The Gin does not, however, always retain his own shape; he frequently changes to the form of a camel, goat or other animal. If a Gin be accidentally met, it is recommended that the traveler should show no sign of fear, and, above all, keep a civil tongue in his head, for the demon has a special aversion to bad language. Every Beelooch has heard of instances in which such chance acquaintanceships with Gins have not only led to no mischief, but been the source of much benefit to the fortunate mortal who had the courage and prudence to turn them to account; for a Gin once attached to a man will work hard and faithfully for him, and sometimes show him the entrance to those great subterranean caverns under the hills, where there is perpetual spring, and trees laden with fruits of gold and precious stones; but the mortal once admitted to such a paradise is never allowed to leave it. There are few neighborhoods in the Beelooch hills which cannot show huge stones, apparently intended for building, which have been, “as all the country-side knows,” moved by such agency, and the entrance to the magic cavern is never very far off, though the boldest Beelooch is seldom very willing to show or to seek for the exact spot.
Superstitions nearly identical were still current within the last forty years, when I was a boy, on the borders of Wales. In Cwm Pwcca (the Fairies’ Glen), in the valley of the Clydach, between Abergavenny and Merthyr, the cave used to be shown into which a belated miner was decoyed by the Pwccas, and kept dancing for ten years; and a farm-house on the banks of the Usk, not far off, was, in the last generation, the abode of a farmer who had a friendly Pwcca in his service. The goblin was called Pwcca Trwyn, as I was assured from his occasionally being visible as a huge human nose. He would help the mortal by carrying loads and mending hedges, but usually worked only while the farmer slept at noon, and always expected as his guerdon a portion of the toast and ale which his friend had for dinner in the field. If none was left for him, he would cease to work; and he once roused the farmer from his noontide slumbers by thrashing him soundly with his own hedging-stake.
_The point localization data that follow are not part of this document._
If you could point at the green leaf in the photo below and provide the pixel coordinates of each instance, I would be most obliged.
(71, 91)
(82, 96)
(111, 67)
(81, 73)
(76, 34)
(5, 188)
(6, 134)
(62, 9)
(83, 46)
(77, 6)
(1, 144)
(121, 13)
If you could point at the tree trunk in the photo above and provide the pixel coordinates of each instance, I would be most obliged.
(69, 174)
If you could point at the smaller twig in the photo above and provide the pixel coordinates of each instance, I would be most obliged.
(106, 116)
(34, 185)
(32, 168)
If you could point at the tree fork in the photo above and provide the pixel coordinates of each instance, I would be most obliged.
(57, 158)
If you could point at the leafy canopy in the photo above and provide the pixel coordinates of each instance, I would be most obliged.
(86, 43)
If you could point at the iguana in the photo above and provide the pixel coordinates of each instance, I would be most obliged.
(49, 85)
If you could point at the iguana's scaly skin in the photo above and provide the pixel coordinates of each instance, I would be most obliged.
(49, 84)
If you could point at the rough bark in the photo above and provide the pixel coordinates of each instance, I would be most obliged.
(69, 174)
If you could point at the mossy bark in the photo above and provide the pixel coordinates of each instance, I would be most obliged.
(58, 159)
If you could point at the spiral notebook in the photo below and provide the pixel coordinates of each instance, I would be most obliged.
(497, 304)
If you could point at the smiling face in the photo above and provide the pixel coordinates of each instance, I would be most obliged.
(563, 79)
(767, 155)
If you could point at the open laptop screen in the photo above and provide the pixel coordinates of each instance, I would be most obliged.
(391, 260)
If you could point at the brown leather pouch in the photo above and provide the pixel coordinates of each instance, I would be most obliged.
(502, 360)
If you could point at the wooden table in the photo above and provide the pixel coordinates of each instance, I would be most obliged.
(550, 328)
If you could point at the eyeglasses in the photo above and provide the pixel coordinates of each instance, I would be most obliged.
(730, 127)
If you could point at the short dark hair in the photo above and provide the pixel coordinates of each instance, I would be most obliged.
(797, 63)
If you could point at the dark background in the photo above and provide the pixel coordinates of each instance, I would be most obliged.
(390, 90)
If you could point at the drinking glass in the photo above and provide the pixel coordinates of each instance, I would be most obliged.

The Peris or Fairies of these stories have nothing distinctive about them. Like the fairies of other lands, they often fall in love with mortal men, and are visible to the pure eyes of childhood when hidden from the grosser vision of maturer years.
Next to the Rakshas, the Cobra, or deadly hooded snake, plays the most important part in these legends as a supernatural personage. This is one only of the many traces still extant of that serpent-worship formerly so general in Western India. I have no doubt that Mr. Ferguson, in his forthcoming work on Bhuddhist antiquities, will throw much light on this curious subject. I will, therefore, only now observe that this serpent-worship as it still exists is something more active than a mere popular superstition. The Cobra, unless disturbed, rarely goes far from home, and is supposed to watch jealously over a hidden treasure. He is always, in the estimation of the lower classes, invested with supernatural powers, and according to the treatment he receives he builds up or destroys the fortunes of the house to which he belongs. No native will willingly kill him if he can get rid of him in any other way; and the poorer classes always, after he is killed, give him all the honors of a regular cremation, assuring him, with many protestations, as the pile burns, “that they are guiltless of his blood; that they slew him by order of their master,” or “that they had no other way to prevent his biting the children or the chickens.”
A very interesting discussion on the subject of the Snake Race of Ancient India, between Mr. Bayley and Baboo Rajendralal Mitr, will be found in the Proceedings of the Asiatic Society of Bengal, for February, 1867.